Right now, I'm at Wallops Flight Facility busily trying to integrate the rocket payload and getting it ready to ship to Norway. To the left, you can see the the rocket on the spin table, where just last night they spun it up to 3 Hz (which is 180 rpm - pretty fast!) to test whether or not it was balanced properly (it was not). I'll be hanging out here off and on for the next two weeks or (gasp!) maybe more while the process of integration shuffles slowly toward an acceptable conclusion.
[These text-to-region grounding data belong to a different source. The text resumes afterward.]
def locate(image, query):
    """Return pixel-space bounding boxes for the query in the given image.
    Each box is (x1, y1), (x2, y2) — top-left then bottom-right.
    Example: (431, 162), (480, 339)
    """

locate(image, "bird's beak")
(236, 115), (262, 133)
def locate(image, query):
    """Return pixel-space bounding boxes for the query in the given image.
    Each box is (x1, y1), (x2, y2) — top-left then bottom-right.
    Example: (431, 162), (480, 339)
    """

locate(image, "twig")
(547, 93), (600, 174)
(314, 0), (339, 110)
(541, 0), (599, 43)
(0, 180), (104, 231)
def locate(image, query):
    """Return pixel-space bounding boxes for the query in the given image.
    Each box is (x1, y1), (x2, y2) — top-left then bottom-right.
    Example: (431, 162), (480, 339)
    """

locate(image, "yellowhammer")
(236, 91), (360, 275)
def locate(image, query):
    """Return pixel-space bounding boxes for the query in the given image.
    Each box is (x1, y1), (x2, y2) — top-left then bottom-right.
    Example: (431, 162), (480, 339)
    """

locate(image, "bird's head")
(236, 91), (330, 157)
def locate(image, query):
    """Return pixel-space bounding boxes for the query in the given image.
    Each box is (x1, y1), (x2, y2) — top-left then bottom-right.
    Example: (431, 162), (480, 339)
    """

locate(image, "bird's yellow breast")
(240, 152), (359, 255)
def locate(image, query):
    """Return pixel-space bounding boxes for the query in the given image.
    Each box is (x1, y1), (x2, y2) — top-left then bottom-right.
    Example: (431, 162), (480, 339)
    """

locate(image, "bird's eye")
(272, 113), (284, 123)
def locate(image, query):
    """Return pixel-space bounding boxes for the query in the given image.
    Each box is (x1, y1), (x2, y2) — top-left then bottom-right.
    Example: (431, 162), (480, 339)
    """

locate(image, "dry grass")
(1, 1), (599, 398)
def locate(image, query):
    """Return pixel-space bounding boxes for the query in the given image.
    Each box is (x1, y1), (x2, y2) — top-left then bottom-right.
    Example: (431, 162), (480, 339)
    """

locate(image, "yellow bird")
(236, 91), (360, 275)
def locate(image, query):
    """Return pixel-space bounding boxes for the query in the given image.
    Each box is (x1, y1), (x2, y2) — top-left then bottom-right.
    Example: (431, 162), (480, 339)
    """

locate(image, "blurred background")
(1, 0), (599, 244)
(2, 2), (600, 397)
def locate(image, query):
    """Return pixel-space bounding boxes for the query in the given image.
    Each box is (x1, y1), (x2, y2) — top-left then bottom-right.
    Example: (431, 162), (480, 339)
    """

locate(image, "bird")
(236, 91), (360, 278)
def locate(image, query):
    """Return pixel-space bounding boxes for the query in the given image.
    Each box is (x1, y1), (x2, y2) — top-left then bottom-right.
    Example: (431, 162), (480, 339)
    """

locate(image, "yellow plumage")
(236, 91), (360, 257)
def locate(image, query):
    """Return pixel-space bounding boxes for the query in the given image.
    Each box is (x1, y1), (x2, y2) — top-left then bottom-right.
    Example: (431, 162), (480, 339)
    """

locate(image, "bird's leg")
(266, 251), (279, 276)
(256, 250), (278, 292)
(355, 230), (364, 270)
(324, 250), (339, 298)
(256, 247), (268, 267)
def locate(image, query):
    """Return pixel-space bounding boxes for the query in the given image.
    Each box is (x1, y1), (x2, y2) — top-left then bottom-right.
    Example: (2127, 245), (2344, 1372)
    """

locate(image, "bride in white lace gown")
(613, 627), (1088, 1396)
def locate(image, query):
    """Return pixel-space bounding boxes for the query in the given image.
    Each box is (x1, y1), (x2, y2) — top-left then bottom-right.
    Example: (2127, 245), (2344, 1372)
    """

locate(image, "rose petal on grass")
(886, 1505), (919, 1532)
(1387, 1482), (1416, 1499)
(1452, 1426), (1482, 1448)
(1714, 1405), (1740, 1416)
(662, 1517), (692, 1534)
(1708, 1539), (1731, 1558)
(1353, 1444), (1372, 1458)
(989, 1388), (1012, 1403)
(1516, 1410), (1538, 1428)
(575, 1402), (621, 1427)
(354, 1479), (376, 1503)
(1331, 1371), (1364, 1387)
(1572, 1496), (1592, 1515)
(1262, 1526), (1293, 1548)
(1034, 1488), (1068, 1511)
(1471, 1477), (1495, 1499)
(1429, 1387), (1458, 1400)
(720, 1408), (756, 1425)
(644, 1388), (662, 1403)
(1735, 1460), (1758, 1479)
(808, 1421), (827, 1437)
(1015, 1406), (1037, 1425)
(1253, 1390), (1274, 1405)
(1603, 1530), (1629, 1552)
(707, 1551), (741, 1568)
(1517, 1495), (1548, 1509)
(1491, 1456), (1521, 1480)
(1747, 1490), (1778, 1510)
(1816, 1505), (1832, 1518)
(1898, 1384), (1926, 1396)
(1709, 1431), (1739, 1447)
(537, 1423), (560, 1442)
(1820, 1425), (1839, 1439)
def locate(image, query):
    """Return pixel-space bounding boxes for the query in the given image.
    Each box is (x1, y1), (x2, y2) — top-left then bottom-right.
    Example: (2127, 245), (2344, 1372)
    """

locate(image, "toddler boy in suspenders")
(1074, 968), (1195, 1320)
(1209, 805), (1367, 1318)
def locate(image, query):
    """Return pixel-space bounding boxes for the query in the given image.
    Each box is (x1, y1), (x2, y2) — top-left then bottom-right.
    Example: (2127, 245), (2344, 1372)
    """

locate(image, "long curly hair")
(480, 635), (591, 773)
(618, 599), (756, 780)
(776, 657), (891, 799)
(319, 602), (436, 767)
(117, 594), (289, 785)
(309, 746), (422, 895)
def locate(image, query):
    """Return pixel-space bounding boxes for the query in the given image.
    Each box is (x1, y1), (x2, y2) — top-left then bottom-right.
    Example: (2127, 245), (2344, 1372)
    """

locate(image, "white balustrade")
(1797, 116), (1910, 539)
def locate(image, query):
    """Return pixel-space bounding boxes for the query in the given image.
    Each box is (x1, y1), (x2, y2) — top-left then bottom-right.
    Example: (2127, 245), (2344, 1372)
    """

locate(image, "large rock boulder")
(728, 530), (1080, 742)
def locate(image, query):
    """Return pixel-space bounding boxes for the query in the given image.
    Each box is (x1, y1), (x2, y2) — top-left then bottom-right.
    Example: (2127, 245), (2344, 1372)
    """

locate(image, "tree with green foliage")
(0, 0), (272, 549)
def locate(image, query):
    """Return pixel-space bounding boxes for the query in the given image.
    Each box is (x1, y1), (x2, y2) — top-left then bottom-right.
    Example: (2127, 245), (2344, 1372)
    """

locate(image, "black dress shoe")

The next step is to travel to Norway. I'll be leaving from Boston on Saturday, November 13th and arriving many flights later in Andenes, Norway. After 2 weeks in Andenes, at the Andoya Rocket Range, helping to get things up and running there, I will scoot off to the far, far North: Longyearbyen, a cozy little arctic town on the island of Svalbard, Norway. There I will remain until the rocket launches! To the right, you can see a little map I made showing my two locations. Longyearbyen is at 78°N (just 12° south of the geographic north pole!) and so it will be dark for 24 hours a day during my stay. This is a vast difference from my last northern expedition to the North Slope of Alaska. The sleepy village of Kaktovik where I stayed 2 years ago is only at 70°N latitude, and during that particular time window (late February) we had several hours of dawn/dusk sunlight per day. This trip I will see none while in Longyearbyen. My boss describes it as pretty surreal to see schoolchildren running home from school with backpacks on under the nighttime sky, with only street lights to illuminate the way.